Ovarian Cancer Chemoprevention in the General Population

Many investigations have evaluated the effect of oral contraceptive pills on ovarian cancer risk. The evidence supporting a protective influence of birth control pills on ovarian cancer risk has been obtained primarily from case-control studies. These investigations identify patients (cases) who have been diagnosed with ovarian cancer and women (controls) who do not have the disease. The two groups are then compared with respect to their exposure to oral contraceptive pills (a suspected protective agent). This allows for the generation of an odds ratio. However, attributable risk cannot be determined with this design. Adjustments can be made for confounding factors. Without an identification of these factors, however, these corrections cannot be performed.

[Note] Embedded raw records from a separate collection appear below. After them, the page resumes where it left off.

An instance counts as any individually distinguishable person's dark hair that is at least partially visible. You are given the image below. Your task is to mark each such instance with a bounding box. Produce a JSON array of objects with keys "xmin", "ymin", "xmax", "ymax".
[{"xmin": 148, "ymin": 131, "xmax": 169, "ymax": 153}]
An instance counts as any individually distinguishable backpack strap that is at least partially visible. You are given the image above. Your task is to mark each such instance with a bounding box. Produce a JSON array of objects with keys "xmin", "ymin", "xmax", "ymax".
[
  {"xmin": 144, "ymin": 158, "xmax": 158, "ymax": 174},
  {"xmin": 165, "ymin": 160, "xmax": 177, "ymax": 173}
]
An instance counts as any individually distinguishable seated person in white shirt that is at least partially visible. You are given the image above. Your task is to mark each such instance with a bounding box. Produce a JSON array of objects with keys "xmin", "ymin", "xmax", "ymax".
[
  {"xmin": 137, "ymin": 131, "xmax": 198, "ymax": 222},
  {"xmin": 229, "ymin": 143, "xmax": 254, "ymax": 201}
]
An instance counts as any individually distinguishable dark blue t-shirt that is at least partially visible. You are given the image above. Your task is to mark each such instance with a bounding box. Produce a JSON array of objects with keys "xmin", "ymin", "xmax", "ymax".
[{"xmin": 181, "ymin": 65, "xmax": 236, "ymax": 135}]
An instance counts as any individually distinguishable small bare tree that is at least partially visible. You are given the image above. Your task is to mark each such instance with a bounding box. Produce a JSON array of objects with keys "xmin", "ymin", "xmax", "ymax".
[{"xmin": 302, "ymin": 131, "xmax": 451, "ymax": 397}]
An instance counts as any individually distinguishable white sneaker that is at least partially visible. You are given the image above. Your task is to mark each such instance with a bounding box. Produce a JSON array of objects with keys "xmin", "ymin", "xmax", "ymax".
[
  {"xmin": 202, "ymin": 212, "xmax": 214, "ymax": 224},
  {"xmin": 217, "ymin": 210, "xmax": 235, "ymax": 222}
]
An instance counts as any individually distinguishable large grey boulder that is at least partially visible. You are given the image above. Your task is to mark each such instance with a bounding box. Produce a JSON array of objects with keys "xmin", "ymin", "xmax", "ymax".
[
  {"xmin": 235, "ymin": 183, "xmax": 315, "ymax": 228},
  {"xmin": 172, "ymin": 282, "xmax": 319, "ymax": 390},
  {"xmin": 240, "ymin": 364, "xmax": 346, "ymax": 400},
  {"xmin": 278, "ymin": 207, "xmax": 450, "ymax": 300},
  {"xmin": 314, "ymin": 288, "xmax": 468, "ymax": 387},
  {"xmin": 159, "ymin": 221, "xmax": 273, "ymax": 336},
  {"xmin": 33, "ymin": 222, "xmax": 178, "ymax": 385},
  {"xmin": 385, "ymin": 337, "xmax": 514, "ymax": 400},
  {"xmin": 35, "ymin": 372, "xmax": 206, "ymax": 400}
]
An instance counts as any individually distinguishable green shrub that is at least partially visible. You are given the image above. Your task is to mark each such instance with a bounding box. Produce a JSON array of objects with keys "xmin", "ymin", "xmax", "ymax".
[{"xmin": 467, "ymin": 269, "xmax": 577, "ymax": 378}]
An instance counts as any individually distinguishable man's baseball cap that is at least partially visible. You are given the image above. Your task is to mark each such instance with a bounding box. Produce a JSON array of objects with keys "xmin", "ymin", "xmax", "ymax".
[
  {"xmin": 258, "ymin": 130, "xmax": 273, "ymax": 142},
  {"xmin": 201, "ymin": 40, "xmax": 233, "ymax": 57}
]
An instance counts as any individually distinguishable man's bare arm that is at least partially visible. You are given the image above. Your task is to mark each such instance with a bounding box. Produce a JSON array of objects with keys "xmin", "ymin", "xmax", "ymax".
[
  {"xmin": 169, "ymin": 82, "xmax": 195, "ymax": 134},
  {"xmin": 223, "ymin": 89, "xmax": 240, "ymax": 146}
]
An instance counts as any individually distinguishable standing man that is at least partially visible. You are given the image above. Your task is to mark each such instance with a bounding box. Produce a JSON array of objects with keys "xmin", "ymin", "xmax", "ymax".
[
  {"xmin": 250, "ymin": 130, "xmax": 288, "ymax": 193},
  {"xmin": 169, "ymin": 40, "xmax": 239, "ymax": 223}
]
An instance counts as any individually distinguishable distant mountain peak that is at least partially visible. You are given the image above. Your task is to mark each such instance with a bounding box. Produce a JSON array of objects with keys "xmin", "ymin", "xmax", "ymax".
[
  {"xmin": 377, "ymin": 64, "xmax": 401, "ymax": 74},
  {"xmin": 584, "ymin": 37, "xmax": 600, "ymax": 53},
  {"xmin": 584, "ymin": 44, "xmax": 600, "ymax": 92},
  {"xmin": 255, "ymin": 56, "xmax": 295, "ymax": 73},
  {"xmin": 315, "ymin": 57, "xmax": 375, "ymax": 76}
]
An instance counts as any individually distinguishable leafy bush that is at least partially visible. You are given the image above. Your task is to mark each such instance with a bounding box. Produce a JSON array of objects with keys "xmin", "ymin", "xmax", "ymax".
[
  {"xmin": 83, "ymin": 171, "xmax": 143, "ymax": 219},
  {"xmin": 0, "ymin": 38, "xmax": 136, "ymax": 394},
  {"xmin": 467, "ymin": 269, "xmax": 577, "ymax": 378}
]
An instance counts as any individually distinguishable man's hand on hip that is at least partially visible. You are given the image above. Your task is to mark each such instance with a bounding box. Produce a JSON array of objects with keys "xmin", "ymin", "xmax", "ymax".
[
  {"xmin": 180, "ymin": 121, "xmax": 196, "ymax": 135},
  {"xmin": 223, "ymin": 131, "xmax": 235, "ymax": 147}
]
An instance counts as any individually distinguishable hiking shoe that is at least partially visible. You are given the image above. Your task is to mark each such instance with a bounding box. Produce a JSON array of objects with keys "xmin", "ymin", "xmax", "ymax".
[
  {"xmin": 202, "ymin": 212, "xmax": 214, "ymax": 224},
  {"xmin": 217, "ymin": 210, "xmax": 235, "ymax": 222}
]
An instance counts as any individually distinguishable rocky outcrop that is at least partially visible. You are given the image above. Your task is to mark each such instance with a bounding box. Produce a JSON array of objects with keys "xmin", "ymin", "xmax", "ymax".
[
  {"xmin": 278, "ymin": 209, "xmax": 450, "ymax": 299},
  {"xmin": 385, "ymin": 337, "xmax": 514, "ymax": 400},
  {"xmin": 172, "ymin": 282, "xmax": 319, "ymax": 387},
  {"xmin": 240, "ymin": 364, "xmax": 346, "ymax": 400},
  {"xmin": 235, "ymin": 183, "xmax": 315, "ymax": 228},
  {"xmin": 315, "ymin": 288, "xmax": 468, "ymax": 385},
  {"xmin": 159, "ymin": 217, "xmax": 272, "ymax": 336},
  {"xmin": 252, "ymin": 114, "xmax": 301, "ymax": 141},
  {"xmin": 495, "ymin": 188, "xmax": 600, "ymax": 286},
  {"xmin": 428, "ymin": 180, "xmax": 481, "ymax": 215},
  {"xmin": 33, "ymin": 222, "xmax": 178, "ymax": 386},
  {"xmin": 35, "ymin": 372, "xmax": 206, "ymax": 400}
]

Hankinson and colleagues5 performed a meta-analysis including 20 epidemiologic studies that assessed the association between oral contraceptive use and ovarian cancer. They reported a summary relative risk of ovarian cancer of 0.64 (95% confidence interval [CI], 0.57-0.73) in women who ever used oral contraceptives. This translated into a 36% reduction in risk. Longer duration of oral contraceptive use resulted in a greater reduction in ovarian cancer risk. One year of use was associated with a 10% to 12% reduction in risk, and 5 years of use resulted in a decrease of about 50%. Whittemore and associates6 performed a meta-analysis of 12 U.S.

case-control studies and demonstrated a clear trend of decreasing risk of ovarian cancer with increased duration of oral contraceptive use. Most of the studies included in these meta-analyses assessed the high-dose oral contraceptive formulations used in the 1960s and 1970s.

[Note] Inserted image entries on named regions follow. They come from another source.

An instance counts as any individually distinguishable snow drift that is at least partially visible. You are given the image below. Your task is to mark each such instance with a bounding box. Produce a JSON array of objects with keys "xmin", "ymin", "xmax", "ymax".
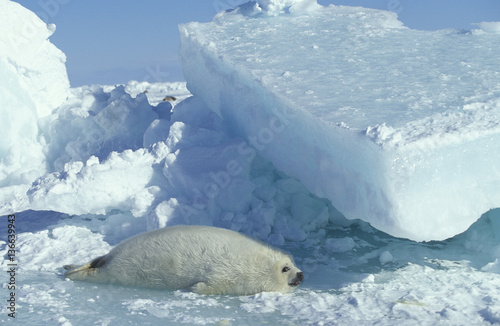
[
  {"xmin": 180, "ymin": 1, "xmax": 500, "ymax": 240},
  {"xmin": 0, "ymin": 0, "xmax": 500, "ymax": 325},
  {"xmin": 0, "ymin": 0, "xmax": 69, "ymax": 186}
]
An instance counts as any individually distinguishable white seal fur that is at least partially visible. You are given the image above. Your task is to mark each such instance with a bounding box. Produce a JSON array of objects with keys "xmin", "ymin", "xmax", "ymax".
[{"xmin": 64, "ymin": 226, "xmax": 304, "ymax": 295}]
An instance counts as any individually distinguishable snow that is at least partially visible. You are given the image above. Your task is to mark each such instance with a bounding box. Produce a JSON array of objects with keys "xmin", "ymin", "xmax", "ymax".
[
  {"xmin": 0, "ymin": 0, "xmax": 500, "ymax": 325},
  {"xmin": 180, "ymin": 1, "xmax": 500, "ymax": 241}
]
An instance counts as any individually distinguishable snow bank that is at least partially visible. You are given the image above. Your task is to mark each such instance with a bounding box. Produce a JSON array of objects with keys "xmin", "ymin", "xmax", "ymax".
[
  {"xmin": 0, "ymin": 0, "xmax": 69, "ymax": 186},
  {"xmin": 474, "ymin": 22, "xmax": 500, "ymax": 34},
  {"xmin": 180, "ymin": 1, "xmax": 500, "ymax": 240}
]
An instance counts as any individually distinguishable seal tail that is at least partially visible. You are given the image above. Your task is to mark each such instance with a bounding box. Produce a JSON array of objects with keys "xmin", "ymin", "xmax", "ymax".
[{"xmin": 63, "ymin": 256, "xmax": 106, "ymax": 280}]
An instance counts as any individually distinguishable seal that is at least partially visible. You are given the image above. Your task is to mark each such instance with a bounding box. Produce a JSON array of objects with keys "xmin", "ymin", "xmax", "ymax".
[{"xmin": 64, "ymin": 225, "xmax": 304, "ymax": 295}]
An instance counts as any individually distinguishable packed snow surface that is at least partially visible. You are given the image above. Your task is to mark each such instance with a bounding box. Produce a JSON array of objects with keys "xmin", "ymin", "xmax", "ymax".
[
  {"xmin": 0, "ymin": 0, "xmax": 500, "ymax": 326},
  {"xmin": 180, "ymin": 1, "xmax": 500, "ymax": 240}
]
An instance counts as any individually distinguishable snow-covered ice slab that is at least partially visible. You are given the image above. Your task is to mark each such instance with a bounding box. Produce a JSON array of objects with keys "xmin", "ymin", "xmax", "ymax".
[{"xmin": 180, "ymin": 1, "xmax": 500, "ymax": 240}]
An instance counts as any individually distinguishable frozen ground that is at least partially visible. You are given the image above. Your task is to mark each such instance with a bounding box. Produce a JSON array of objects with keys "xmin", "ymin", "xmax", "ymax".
[{"xmin": 0, "ymin": 0, "xmax": 500, "ymax": 325}]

Several investigations have evaluated lower doses of oral contraceptive formulations and its association with ovarian cancer risk. One of the investigations in the meta-analysis of Hankinson and associates5 included subjects who used lower doses of oral contraceptives. From 1980 to 1982, the Cancer and Steroid Hormone Study7 enrolled 546 women with ovarian cancer and 4228 controls. Use of oral contraceptives was associated with risk of ovarian cancer of 0.6 (95% CI, 0.5-0.7). A benefit was seen in women with as little as 3 to 6 months of contraceptive use and was independent of oral contraceptive formulation. Ness and colleagues8 reported findings from the Steroid Hormones and Reproductions (SHARE) Study Group. From 1994 to 1999, the investigation enrolled 767 women with ovarian cancer and 1367 community controls. Oral contraceptive use was associated with a 40% reduction in ovarian cancer risk. Both high-estrogen/high-progestin pills and low-estrogen/low progestin pills conferred an identical reduction in risk of ovarian cancer (odds ratio 0.5 for both types). In contrast, Schildkraut and associates9 identified 360 women with epithelial ovarian cancer and 2865 control subjects from the Cancer and Steroid Hormone Study. They found a higher risk of ovarian cancer in women who used low-potency progestin oral contraceptive formulations compared with subjects who used high-potency progestin oral contraceptives (adjusted odds ratio 2.2; 95% CI, 1.3-3.9). These findings indicate that the protective effect of oral contraceptives on ovarian cancer risk is independent of estrogen dose. However, lower-dose progestin may not be associated with as great a protective effect.

Most investigations have focused on white women. John and colleagues10 combined data from seven case-control studies. From the data of the investigations, 110 black women with ovarian cancer were identified and served as case subjects. This group was compared with 365 black control subjects. The use of oral contraceptives for 6 years or longer was associated with an odds ratio of 0.62, but the 95% CI equaled 0.24 to 1.6. Although oral contraceptive use in black women may protect against ovarian cancer, this investigation may not have been adequately powered to identify a significant association.

Oral contraceptive use occurs almost exclusively before menopause. The median age of diagnosis of ovarian cancer is 63. If oral contraceptives do not provide long-lasting protection, the benefit of this intervention may not be relevant to the majority of women at risk. Several studies have reported on the durability of the protective effect of oral contraceptives on ovarian cancer risk. Protection against ovarian malignancy continues to be identified for approximately 15 years after discontinuation of oral contraceptive use.5,7,11-13 Bosetti and colleagues14 combined data from six case-control investigations. Compared with never users, oral contraceptive users experienced a significant reduction in ovarian cancer risk; odds ratio was equal to 0.66 (95% CI, 0.56-0.79). Risk reduction was similar for women who had discontinued oral contraceptives for less than 10 years compared with those who had stopped for 20 years or more. Oral contraceptive pill use continues to protect against ovarian cancer for at least 15 years and probably longer.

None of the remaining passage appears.